Physicists had to wait until they had succeeded in designing particle accelerators that would produce enough energy to allow the creation of proton-antiproton pairs. This came about in the early 1950s when a device called the “Cosmotron” was built at Brookhaven National Laboratory in Long Island in 1952 and another called the “Bevatron” at the University of California in Berkeley in 1954.
Using the Bevatron in 1956, Segrè (the discoverer of technetium who had, by that time, emigrated to the United States), the American physicist Owen Chamberlain (1920- ), and others succeeded in detecting the antiproton.
The antiproton was as unlikely to last as long as the positron was. It was surrounded by myriads of proton-containing nuclei and in a tiny fraction of a second it would encounter one. The antiproton and the proton also underwent mutual annihilation, but having 1836 times the mass, they produced 1836 times the energy that was produced in the case of an electron and a positron.
There was even an “antineutron”, a particle reported in 1956 by the Italian-American physicist Oreste Piccioni (1915- ) and his co-workers. Since the neutron has no charge, the antineutron has no charge either, and one might wonder how the antineutron would differ from the neutron then. Actually, both have a small magnetic field. In the neutron the magnetic field is pointed in one direction with reference to the neutron’s spin; in the antineutron it is pointed in the other.
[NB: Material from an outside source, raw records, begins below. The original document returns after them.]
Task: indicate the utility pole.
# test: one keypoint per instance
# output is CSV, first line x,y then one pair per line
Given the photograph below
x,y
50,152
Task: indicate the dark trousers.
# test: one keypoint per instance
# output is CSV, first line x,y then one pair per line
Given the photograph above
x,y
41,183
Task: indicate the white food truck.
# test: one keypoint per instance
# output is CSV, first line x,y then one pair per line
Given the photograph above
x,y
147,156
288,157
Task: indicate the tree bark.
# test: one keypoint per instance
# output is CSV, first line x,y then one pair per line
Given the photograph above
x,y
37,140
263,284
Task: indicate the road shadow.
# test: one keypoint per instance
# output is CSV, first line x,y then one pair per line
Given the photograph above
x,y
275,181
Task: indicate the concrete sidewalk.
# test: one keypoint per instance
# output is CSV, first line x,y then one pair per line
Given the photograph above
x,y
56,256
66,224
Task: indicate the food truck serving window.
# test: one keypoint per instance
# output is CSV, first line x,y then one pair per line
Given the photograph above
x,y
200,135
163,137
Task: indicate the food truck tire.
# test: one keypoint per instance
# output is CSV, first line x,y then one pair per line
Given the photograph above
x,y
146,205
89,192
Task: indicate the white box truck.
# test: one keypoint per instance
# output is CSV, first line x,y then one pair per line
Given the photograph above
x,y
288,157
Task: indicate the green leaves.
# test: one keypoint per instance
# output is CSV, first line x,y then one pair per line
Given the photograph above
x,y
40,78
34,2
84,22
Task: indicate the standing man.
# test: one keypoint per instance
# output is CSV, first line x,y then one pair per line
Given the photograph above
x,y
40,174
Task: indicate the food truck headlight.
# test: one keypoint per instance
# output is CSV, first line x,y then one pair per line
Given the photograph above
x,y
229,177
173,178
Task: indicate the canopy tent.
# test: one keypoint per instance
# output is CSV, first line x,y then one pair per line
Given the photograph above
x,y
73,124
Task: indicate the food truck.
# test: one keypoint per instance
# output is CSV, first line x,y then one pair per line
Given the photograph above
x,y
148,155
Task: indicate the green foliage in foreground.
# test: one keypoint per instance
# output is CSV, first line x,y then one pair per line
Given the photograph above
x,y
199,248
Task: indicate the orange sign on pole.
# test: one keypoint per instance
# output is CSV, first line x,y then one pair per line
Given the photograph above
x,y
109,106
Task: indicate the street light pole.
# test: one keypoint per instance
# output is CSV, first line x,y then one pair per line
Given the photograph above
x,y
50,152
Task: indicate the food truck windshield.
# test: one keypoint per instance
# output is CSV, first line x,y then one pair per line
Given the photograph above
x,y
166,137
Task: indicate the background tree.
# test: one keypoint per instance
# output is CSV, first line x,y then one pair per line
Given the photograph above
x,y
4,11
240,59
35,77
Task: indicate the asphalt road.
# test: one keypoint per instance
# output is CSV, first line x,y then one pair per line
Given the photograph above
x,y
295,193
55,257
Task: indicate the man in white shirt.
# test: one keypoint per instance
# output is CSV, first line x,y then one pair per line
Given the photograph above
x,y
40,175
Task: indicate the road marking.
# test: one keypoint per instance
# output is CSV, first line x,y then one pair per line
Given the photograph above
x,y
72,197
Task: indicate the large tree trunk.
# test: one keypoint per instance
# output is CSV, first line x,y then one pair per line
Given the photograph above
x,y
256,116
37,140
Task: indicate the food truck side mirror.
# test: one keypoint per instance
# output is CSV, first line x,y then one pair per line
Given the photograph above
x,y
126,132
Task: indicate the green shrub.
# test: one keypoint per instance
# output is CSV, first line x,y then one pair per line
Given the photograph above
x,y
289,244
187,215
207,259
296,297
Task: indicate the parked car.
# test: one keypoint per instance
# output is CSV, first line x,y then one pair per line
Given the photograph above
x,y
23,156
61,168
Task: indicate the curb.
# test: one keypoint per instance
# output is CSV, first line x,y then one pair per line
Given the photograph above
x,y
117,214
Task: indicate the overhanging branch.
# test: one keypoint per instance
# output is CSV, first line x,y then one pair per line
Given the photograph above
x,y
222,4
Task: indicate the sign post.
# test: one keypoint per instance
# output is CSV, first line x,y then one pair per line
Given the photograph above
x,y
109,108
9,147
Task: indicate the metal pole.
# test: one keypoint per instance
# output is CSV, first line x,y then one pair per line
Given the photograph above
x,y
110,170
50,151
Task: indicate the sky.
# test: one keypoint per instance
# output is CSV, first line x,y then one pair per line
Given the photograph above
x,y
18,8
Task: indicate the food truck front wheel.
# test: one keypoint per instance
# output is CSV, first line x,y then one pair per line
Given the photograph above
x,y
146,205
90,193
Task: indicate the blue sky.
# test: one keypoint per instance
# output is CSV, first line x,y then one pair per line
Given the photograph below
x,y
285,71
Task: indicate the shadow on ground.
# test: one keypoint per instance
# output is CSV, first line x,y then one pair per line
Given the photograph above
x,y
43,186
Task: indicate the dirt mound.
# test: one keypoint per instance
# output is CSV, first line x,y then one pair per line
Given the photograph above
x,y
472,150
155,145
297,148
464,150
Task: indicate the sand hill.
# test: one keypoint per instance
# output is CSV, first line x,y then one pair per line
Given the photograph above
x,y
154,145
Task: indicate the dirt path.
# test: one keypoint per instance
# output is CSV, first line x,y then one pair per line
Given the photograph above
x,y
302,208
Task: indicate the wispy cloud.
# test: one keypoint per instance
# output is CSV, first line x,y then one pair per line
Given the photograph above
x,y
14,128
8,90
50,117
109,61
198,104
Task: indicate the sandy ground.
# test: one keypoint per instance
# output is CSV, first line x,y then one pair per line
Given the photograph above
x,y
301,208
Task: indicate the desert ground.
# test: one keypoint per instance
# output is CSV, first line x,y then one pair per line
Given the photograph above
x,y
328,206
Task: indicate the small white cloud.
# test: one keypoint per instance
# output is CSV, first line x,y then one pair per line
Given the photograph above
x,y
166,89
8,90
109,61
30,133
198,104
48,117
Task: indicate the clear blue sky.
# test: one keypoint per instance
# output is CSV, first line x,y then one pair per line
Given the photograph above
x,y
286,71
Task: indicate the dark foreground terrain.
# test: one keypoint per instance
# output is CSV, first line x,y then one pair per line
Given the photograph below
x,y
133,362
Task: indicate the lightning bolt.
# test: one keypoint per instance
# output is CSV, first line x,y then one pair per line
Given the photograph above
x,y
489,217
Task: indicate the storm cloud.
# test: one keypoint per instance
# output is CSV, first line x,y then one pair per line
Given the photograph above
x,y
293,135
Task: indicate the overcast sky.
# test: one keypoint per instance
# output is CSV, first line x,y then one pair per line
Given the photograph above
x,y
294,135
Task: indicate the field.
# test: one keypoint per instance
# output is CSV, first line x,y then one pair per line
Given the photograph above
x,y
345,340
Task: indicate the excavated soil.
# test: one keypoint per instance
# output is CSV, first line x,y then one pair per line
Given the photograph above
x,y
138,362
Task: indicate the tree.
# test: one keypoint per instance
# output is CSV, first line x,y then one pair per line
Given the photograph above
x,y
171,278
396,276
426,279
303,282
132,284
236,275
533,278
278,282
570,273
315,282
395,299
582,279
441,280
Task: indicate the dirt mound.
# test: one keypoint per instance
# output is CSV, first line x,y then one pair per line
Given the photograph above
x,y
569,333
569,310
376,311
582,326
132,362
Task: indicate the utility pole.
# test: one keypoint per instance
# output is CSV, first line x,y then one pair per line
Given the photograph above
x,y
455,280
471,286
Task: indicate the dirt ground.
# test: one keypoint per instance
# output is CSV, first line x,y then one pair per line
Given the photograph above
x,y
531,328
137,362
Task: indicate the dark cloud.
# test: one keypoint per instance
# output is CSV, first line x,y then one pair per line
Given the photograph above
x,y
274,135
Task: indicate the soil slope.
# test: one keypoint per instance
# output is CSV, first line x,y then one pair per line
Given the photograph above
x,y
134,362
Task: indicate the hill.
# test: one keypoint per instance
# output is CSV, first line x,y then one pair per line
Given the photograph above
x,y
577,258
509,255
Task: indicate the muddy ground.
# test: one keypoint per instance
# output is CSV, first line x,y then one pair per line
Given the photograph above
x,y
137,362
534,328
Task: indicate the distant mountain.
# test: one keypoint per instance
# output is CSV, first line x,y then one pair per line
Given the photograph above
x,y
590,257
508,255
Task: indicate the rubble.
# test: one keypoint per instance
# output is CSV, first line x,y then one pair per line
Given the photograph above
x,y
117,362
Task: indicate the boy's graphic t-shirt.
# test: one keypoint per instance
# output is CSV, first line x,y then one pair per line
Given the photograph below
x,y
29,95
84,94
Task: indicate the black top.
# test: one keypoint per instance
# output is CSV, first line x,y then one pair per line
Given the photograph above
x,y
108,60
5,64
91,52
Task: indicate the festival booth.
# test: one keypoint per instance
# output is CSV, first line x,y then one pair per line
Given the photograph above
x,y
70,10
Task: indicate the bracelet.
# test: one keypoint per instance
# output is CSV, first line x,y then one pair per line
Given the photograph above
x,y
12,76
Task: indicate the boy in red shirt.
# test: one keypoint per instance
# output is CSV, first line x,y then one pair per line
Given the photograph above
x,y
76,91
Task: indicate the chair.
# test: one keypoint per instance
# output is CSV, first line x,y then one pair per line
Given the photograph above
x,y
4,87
Bubble chamber photograph of an antiproton annihilation.
In 1965 the American physicist Leon Max Lederman (1922- ) and his co-workers produced a combination of an antiproton and an antineutron that together formed an “antideuteron”, which is the nucleus of antihydrogen-2.
This is good enough to demonstrate that if antiparticles existed by themselves without the interfering presence of ordinary particles, they could form “antimatter”, which would be precisely identical with ordinary matter in every way except for the fact that electric charges and magnetic fields would be turned around.
If antimatter were available to us, and if we could control the manner in which it united with matter, we would have a source of energy much greater and, perhaps, simpler to produce than would be involved in hydrogen fusion.